Dejó de cantar. Los quejidos se convirtieron en un leve murmullo y luego prácticamente en un gimoteo. Cloncurry removió otra vez el interior del recipiente.
– Ánimo, Christine, ya no queda mucho para el final. Creo que la salsa se está espesando. -Sonrió-. Mira, ¿qué es esto de aquí? ¡Mira esto! El señor riñón.
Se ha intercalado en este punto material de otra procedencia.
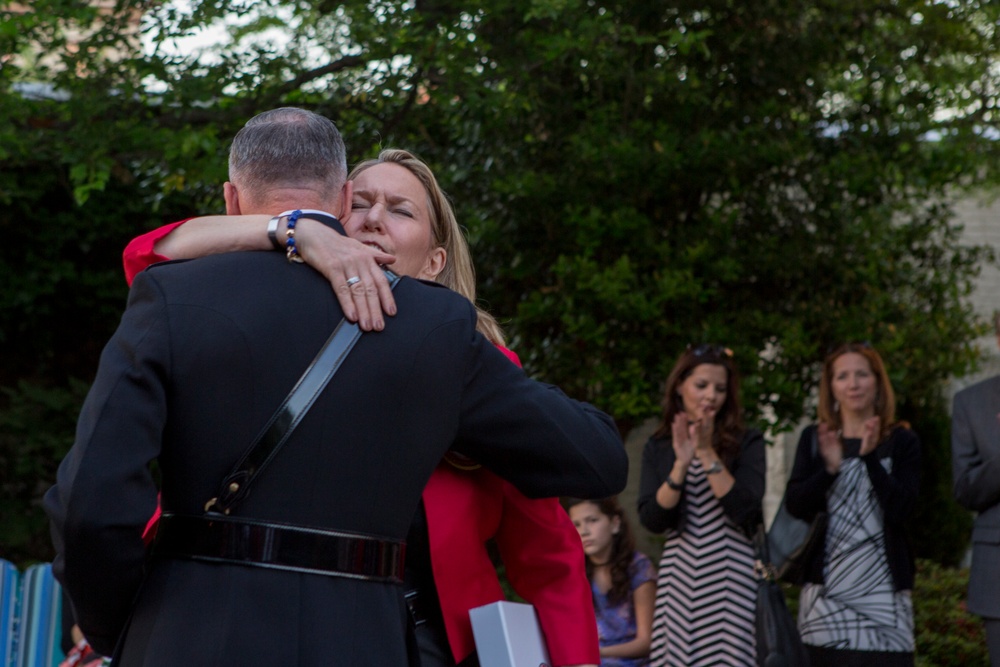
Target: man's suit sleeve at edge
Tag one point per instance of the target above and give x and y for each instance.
(976, 474)
(533, 435)
(105, 493)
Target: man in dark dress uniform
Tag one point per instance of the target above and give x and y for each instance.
(206, 351)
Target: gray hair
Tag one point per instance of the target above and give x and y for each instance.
(288, 147)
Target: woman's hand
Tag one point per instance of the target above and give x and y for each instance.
(340, 259)
(830, 448)
(870, 436)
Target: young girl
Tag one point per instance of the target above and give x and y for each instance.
(622, 579)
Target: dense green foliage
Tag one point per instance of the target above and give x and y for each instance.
(947, 634)
(776, 176)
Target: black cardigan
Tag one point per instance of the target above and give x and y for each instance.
(896, 493)
(742, 504)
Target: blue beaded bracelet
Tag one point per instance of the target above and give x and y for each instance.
(290, 250)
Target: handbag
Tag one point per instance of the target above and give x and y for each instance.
(778, 641)
(792, 543)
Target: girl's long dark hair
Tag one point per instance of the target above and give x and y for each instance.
(729, 428)
(622, 548)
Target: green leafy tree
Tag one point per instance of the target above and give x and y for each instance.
(634, 177)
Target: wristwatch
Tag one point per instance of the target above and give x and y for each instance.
(330, 221)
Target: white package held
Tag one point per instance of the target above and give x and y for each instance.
(508, 635)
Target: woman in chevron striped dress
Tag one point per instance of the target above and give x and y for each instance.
(855, 607)
(702, 484)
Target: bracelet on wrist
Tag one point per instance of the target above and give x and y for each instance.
(716, 467)
(272, 231)
(291, 251)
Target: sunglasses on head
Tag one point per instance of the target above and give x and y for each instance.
(849, 347)
(709, 350)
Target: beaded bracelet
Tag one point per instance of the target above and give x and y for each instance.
(290, 250)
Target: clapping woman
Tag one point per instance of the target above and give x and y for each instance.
(861, 467)
(702, 483)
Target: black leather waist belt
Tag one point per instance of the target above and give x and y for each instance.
(226, 539)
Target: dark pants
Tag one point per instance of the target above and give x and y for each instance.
(992, 626)
(434, 649)
(826, 657)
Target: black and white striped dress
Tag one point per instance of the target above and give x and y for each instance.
(706, 591)
(858, 607)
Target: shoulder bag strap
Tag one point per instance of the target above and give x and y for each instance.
(236, 485)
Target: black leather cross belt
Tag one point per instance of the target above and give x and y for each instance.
(234, 540)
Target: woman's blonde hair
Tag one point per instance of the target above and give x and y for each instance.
(458, 274)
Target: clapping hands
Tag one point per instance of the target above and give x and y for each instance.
(832, 449)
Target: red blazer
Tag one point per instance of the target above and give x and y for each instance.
(541, 549)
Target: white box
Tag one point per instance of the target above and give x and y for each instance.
(508, 635)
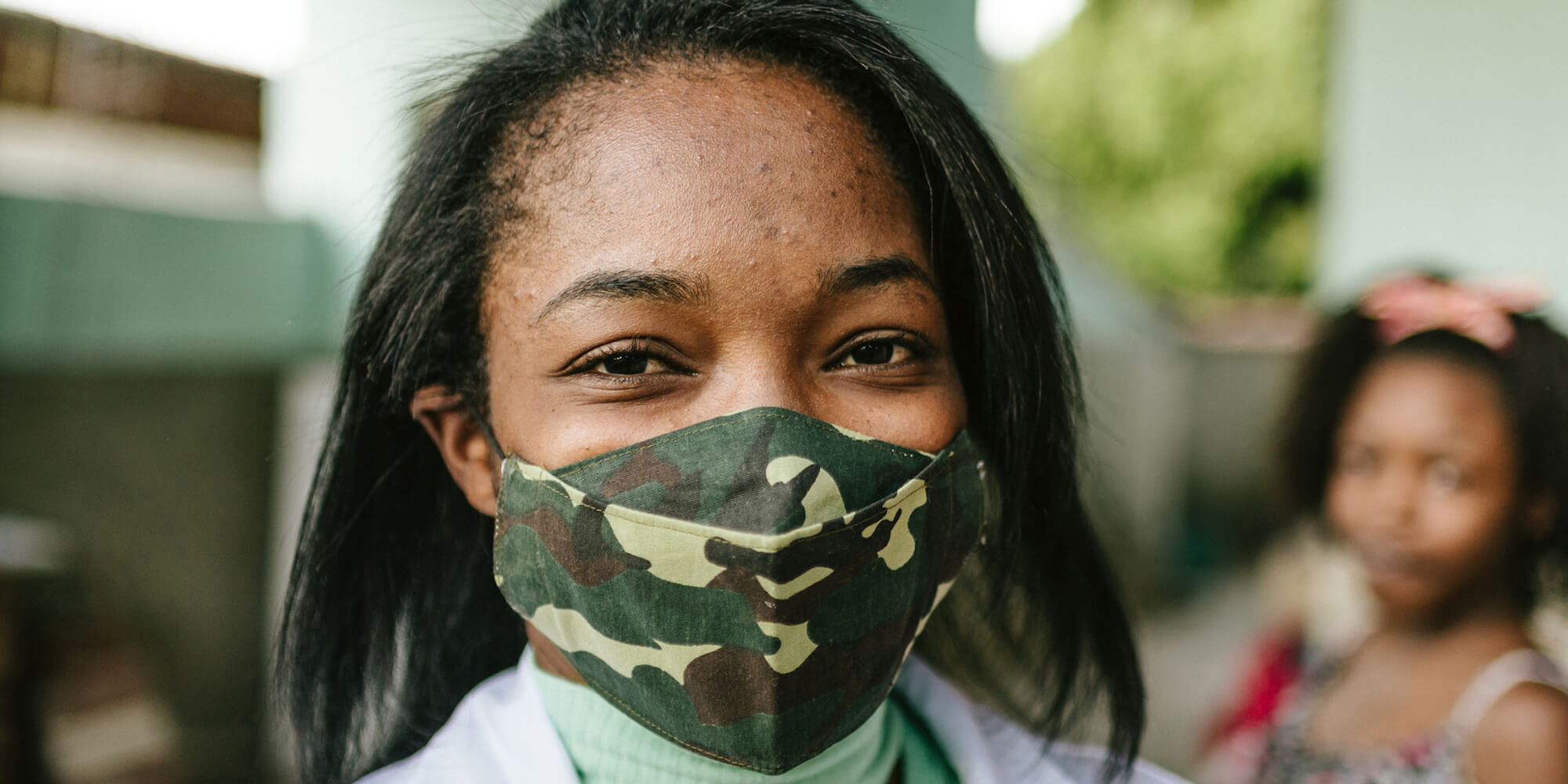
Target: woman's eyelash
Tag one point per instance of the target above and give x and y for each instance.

Cloncurry se giró a la cámara y levantó la cuchara de madera. Sostenido en la cuchara estaba uno de los ríñones marrón oscuro de la chica cubierto de venas y arterias, como espaguetis de color rojo sangre.
Forrester bajó la mirada al suelo.
– Eso es todo -dijo Rob-. El vídeo termina más o menos ahí. Christine se desploma. Ella simplemente… muere.
Boijer se acercó y cerró el correo electrónico. Después se giró hacia Rob. No dijo nada, pero sus ojos estaban claramente húmedos.
Durante un rato, los tres hombres se quedaron sentados en aquella habitación. Casi incapaces de articular palabra. Rob se encogió de hombros, desolado, mirando a los policías; y se levantó para irse.
Entonces sonó el teléfono.
Forrester respondió. Sus ojos se cruzaron con los de Rob al otro lado de la habitación mientras hablaba en voz baja por el auricular. Finalmente el detective colgó.
– Puede que sea demasiado tarde para… para Christine. Pero aún podemos salvar a su hija.
Rob le miró fijamente desde la puerta abierta.
Forrester asintió gravemente.
– Era la Gardai. De Irlanda. Han encontrado a la banda.